El presidente de la Asociación de Procesadoras de Leche (Asoprole), Edecio Pineda, alertó que el abastecimiento de leche en polvo en el país podría empeorar, como consecuencia de algunas acciones y omisiones del Ejecutivo nacional, las cuales complican la capacidad productiva de la industria y sus redes de distribución.

Señaló que la Corporación de Abastecimiento y Servicios Agrícolas (Casa) ha estado suministrando leche pulverizada a las empresas privadas que empaquetan leche en polvo; informó que este año ajustó a 25 bolívares (US$3,9) el kilo de leche pulverizada que suministra a estas industrias que envasan y comercializan el producto; antes pagaban 22,8 bolívares (US$3,6) por cada kilo que compraban; pero no se trasladó ese incremento al precio final de la leche en polvo.

“La industria nacional en forma reiterada tiene varios meses solicitando un ajuste en el precio de la leche en todas sus presentaciones, y hasta el momento no hemos recibido respuestas”.

Al respecto, manifestó que el martes hubo una reunión con Luis Fernández, máxima autoridad de la Superintendencia Nacional de Silos, Almacenes y Depósitos Agrícolas (Sada), para evaluar el tema de inventarios y precios, ya que en “este momento las empresas tienen limitaciones para comercializar”·

El precio de venta al público, vigente desde mayo de 2013, es de 29,52 bolívares (US$4,6) para la bolsa de 900 gramos y 32,04 bolívares (US$5) para la de un kilo; así como 33,92 bolívares (US$5,3) para la lata de 900 gramos y 36,44 bolívares (US$5,7) para la de un kilo.

Esto significa que la pura materia prima -leche pulverizada- representa ahora entre 68% y 84% del costo total, dependiendo del tipo de presentación que se elabore. Esto sin tomar en consideración los costos de mano de obra, empaques y otros gastos operativos que tienen las industrias.

Recalcó que hace unas semanas, el Ministerio de Alimentación, la Casa y el Sada le propusieron a la industria privada que suministre 20% de su producción de leche en polvo a la red pública, es decir, a Bicentenario, Pdval y Mercal.

“Tenemos limitaciones para cumplirlo”, dijo Pineda, quien informó que el pasado lunes “se materializó la suspensión o bloqueo -por parte del Sada- de las guías de movilización para las industrias que no suministraron el producto al sector público”.

Alertó que por esa razón “hoy no podemos continuar suministrando el producto a las cadenas privadas del país”.

Procesos lentos y complicados

Pineda expresó su preocupación por los retrasos en las autorizaciones (AAD) y en las liquidaciones (ALD) de divisas tramitadas ante la extinto Cadivi y el Cencoex. “Hay casos de ALD aprobadas a importaciones de leche entera en polvo hace 45 días y el código de origen no se ha materializado; eso obliga a las industrias a almacenar la mercancía hasta que se genere el código, lo que encarece entre 15% y 20% el precio del producto”.
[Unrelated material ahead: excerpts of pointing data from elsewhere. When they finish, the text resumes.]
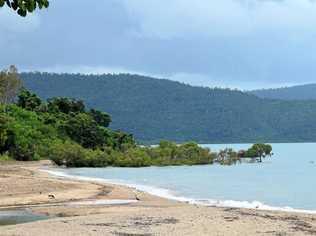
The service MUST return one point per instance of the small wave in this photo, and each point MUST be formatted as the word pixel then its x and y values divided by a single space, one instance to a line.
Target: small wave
pixel 168 194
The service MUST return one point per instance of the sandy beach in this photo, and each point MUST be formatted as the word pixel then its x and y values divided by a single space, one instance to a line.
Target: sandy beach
pixel 84 208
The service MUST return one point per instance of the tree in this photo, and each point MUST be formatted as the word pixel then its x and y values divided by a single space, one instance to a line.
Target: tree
pixel 22 7
pixel 84 130
pixel 65 105
pixel 10 85
pixel 28 100
pixel 259 150
pixel 101 118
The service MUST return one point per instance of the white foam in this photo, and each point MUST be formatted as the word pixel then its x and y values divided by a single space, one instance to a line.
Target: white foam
pixel 165 193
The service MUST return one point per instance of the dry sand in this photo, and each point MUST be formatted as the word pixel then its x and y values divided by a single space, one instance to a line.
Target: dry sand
pixel 22 185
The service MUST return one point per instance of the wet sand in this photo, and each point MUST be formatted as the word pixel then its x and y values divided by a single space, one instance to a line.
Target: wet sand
pixel 73 206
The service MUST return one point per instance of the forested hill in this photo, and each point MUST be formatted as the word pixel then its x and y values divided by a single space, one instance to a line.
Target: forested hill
pixel 302 92
pixel 154 109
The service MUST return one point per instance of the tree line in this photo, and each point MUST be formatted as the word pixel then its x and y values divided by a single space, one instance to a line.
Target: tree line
pixel 67 132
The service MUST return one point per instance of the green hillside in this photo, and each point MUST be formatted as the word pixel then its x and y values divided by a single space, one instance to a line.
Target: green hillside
pixel 301 92
pixel 155 109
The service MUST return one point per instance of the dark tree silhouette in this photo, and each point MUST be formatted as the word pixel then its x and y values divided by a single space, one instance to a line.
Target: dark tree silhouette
pixel 22 7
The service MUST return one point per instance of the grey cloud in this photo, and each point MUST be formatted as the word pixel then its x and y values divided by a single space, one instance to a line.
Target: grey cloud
pixel 237 43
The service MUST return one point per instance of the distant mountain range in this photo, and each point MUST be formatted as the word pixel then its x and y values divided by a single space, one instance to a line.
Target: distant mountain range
pixel 301 92
pixel 155 109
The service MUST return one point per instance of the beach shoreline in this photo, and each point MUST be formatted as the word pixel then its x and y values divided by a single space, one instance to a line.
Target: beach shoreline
pixel 91 208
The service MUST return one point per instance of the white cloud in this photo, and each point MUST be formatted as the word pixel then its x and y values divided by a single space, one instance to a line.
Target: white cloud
pixel 202 18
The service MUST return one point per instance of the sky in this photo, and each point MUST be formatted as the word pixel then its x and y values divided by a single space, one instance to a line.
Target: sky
pixel 245 44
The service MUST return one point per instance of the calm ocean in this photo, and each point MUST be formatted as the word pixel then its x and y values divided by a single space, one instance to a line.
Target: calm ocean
pixel 285 181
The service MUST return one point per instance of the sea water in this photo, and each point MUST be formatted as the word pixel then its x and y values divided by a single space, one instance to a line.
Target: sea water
pixel 286 181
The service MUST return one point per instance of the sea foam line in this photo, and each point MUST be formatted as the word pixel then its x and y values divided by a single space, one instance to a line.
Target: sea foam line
pixel 165 193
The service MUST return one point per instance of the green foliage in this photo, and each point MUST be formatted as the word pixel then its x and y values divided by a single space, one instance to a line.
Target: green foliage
pixel 64 132
pixel 84 130
pixel 28 100
pixel 100 117
pixel 10 85
pixel 153 109
pixel 65 105
pixel 22 7
pixel 259 150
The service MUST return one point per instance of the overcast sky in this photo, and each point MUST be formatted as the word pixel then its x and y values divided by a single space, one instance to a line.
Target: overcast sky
pixel 229 43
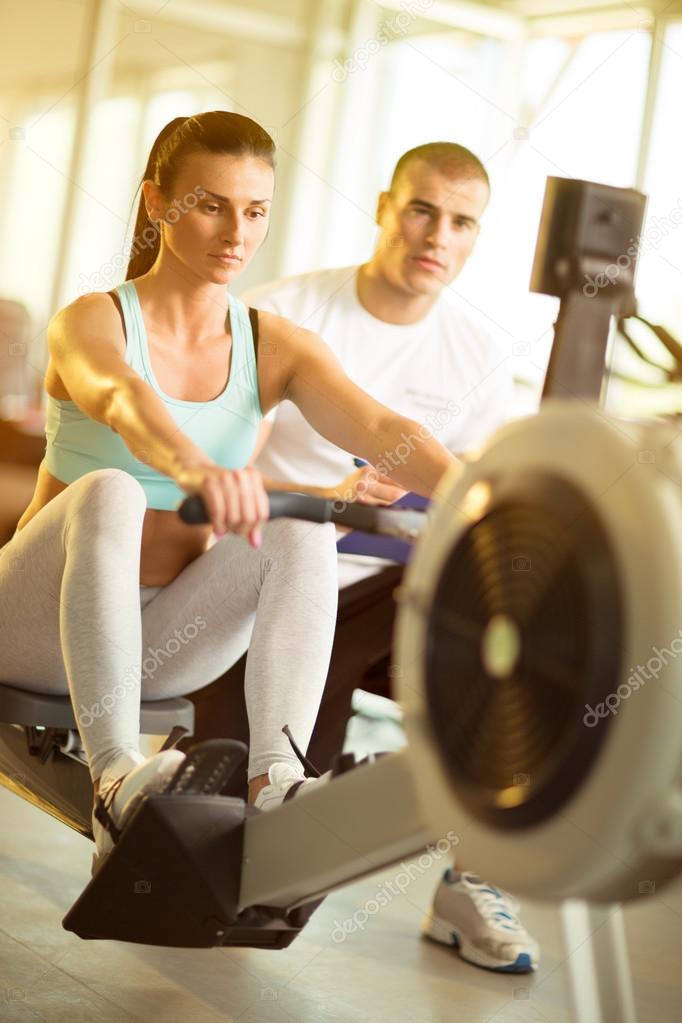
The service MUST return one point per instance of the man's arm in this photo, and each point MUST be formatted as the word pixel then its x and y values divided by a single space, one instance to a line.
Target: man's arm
pixel 313 379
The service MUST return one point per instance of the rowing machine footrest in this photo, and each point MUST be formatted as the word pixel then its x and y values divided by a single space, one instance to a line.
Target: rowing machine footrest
pixel 174 876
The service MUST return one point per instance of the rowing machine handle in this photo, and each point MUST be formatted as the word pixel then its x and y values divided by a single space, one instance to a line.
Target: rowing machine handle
pixel 403 523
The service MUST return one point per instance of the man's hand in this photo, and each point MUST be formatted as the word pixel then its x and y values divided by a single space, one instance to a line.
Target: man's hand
pixel 367 486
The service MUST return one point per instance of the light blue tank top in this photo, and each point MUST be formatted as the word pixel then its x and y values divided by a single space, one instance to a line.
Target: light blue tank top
pixel 224 428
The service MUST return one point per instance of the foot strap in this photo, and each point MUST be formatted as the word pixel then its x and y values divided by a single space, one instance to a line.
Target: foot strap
pixel 308 764
pixel 103 805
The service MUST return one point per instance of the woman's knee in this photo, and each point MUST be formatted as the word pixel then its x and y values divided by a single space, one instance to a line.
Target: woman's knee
pixel 110 493
pixel 303 547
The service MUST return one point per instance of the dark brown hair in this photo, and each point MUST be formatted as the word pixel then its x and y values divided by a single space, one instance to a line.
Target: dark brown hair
pixel 216 131
pixel 447 157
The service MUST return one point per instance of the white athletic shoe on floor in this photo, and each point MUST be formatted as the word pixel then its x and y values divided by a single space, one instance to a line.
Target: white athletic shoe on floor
pixel 481 922
pixel 285 781
pixel 123 785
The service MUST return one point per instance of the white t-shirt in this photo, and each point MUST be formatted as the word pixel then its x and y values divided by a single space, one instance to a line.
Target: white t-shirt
pixel 448 371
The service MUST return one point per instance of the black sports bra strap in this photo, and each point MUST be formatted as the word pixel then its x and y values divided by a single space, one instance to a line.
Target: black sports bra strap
pixel 117 302
pixel 253 316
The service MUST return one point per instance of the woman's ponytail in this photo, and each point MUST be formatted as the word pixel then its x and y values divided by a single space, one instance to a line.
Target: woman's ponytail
pixel 146 236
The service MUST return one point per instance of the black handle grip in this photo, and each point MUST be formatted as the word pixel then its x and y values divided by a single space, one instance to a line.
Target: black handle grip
pixel 401 523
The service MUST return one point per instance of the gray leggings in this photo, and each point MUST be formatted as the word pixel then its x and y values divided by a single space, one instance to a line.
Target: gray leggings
pixel 74 619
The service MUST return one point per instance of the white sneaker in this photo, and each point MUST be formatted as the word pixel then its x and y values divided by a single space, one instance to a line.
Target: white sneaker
pixel 481 922
pixel 286 781
pixel 123 785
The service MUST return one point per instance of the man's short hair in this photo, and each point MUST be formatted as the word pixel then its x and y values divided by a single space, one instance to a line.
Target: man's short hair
pixel 447 158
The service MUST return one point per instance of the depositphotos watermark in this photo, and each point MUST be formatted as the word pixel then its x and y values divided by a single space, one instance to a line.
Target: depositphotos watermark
pixel 657 229
pixel 635 681
pixel 388 31
pixel 385 892
pixel 147 239
pixel 149 665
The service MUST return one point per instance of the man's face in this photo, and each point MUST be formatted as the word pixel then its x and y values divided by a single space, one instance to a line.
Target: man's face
pixel 429 223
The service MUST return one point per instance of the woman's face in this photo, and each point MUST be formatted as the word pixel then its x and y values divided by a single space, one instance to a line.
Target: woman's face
pixel 218 215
Afirmó que en los dos últimos meses el Minal no ha aprobado licencias de importación de leche a las empresas afiliadas a Asoprole, alegando que la documentación está incompleta. “Exhorto al Gobierno nacional a tratar de canalizar procesos viables para poder regularizar el abastecimiento del producto”.

Agregó que la Dirección de Higiene de Alimentos del Ministerio de Salud, desde octubre de 2013, no entrega los permisos sanitarios que requiere el sector.

Informó que para evaluar las estructuras de costos de las empresas, la Sundde les pide consignar en 10 días hábiles una información contentiva de 45 puntos relacionados con los datos sobre costos de producción, estados financieros y pagos de impuestos, que no están “en condiciones de suministrar en ese lapso”.